Fanny Ehrlich kam am 24. Februar 1875 im oberschlesischen Rösnitz im Kreis Leobschütz (heute: Rozumice / Polen) als Tochter des Kaufmanns Markus Ehrlich und seiner Ehefrau Jenny, geb. Brauner, zur Welt. In dem Ort lebten Deutsche, Polen und Tschechen. In der großen Mehrzahl waren sie evangelisch, es gab nur wenige Juden. Die Eltern von Fanny Ehrlich zogen später ins nahe Ratibor (heute Racibórz). Fanny Ehrlich hatte mehrere Geschwister, die alle im Holocaust ermordet worden sind.
Wann Fanny Ehrlich nach Berlin gekommen ist, bleibt unklar. Anfang des Jahrhunderts lebte sie in der Chausseestraße 13 (heute Mariendorfer Damm) in Mariendorf (damals noch „bei“ Berlin) und arbeitete als Verkäuferin. 1904 heiratete sie den 1877 geborenen Maler und Lackierer Georg Kamann. Als Sohn des Maurers Ernst Kamann und seiner Ehefrau Dorothee in Berlin geboren und aufgewachsen, lebte er noch bei den Eltern in der Gerichtstraße 4 im Arbeiterbezirk Wedding. Georg Kamann war evangelisch und nach der Rassenlehre der Nationalsozialisten „arisch“.

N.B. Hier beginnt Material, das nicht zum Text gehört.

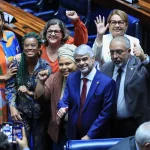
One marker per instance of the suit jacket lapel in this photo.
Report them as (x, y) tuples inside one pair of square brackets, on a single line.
[(130, 69), (77, 82), (92, 89), (109, 71)]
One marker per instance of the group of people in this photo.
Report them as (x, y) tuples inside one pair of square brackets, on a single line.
[(63, 89)]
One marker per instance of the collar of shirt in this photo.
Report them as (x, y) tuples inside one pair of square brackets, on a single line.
[(91, 75), (124, 67)]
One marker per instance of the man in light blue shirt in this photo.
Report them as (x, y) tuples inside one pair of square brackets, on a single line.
[(132, 86)]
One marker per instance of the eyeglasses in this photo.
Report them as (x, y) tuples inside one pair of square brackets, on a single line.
[(56, 32), (119, 51), (113, 23)]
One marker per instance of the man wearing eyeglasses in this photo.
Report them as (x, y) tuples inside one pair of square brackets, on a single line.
[(132, 79), (117, 24)]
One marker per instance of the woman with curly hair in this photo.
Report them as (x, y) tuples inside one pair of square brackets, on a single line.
[(20, 91), (55, 34)]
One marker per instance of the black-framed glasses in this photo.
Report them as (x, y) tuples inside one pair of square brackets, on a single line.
[(119, 51), (114, 22), (56, 32)]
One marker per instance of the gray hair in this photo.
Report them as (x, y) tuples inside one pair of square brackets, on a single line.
[(142, 134), (84, 50), (122, 39)]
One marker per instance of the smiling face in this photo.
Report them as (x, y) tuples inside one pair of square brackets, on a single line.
[(119, 53), (54, 35), (115, 28), (31, 48), (66, 66), (84, 63)]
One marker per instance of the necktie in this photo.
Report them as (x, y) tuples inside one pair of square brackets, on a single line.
[(82, 99), (118, 82)]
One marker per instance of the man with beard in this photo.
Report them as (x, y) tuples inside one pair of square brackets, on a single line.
[(89, 98), (132, 80)]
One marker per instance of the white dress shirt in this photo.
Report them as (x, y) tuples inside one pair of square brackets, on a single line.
[(90, 77), (122, 110)]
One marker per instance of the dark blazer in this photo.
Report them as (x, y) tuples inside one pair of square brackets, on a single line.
[(135, 88), (98, 107), (125, 144), (51, 97)]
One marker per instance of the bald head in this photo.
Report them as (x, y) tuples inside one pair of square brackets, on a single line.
[(84, 50)]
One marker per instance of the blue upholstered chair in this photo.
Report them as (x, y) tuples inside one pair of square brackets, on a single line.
[(95, 144)]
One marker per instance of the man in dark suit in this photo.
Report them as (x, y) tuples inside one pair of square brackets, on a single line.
[(90, 103), (141, 140), (132, 80)]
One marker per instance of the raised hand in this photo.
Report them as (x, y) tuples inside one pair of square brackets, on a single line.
[(100, 25), (15, 114), (43, 75), (138, 52), (72, 15)]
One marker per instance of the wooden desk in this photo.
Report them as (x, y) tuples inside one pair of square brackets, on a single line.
[(140, 9), (25, 22)]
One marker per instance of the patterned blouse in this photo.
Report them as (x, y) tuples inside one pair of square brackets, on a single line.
[(9, 47), (26, 104)]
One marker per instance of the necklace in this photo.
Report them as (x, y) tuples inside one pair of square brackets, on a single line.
[(31, 73)]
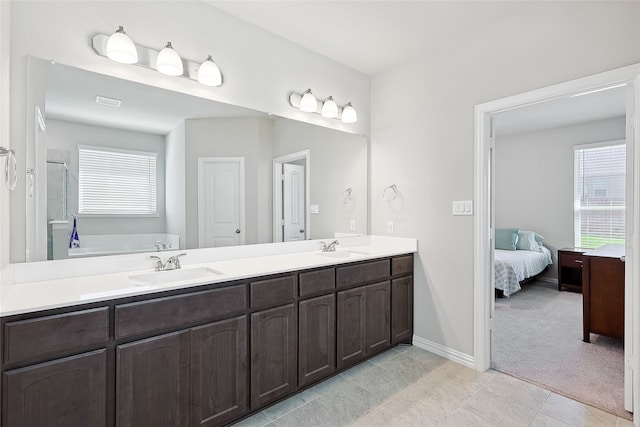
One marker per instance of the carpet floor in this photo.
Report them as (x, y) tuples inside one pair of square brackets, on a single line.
[(537, 337)]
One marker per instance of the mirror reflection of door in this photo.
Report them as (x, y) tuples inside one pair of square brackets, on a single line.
[(293, 202), (220, 201)]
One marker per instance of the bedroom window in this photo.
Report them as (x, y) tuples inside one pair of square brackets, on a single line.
[(599, 194), (116, 182)]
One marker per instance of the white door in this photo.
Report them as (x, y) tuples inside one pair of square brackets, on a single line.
[(220, 201), (293, 202)]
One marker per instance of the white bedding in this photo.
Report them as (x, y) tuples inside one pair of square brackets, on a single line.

Das junge Ehepaar Kamann blieb ebenfalls im Wedding: Es wohnte in der Ackerstraße, in der Kameruner Straße und lange Jahre in der Samoastraße 21.
Georg und Fanny Kamann bekamen vier Kinder, darunter zwei Töchter: 1910 die Tochter Frieda (später verheiratete Heinrich) und 1911 die Tochter Rosa (später verheiratete Erdmann). Alle Kinder wurden evangelisch getauft. Georg Kamann nahm am Ersten Weltkrieg teil und kehrte nicht zurück, er galt seit 1918 als vermisst. Die Witwe Fanny Kamann zog nach Wittenau und später mit ihren Töchtern nach Berlin-Mariendorf.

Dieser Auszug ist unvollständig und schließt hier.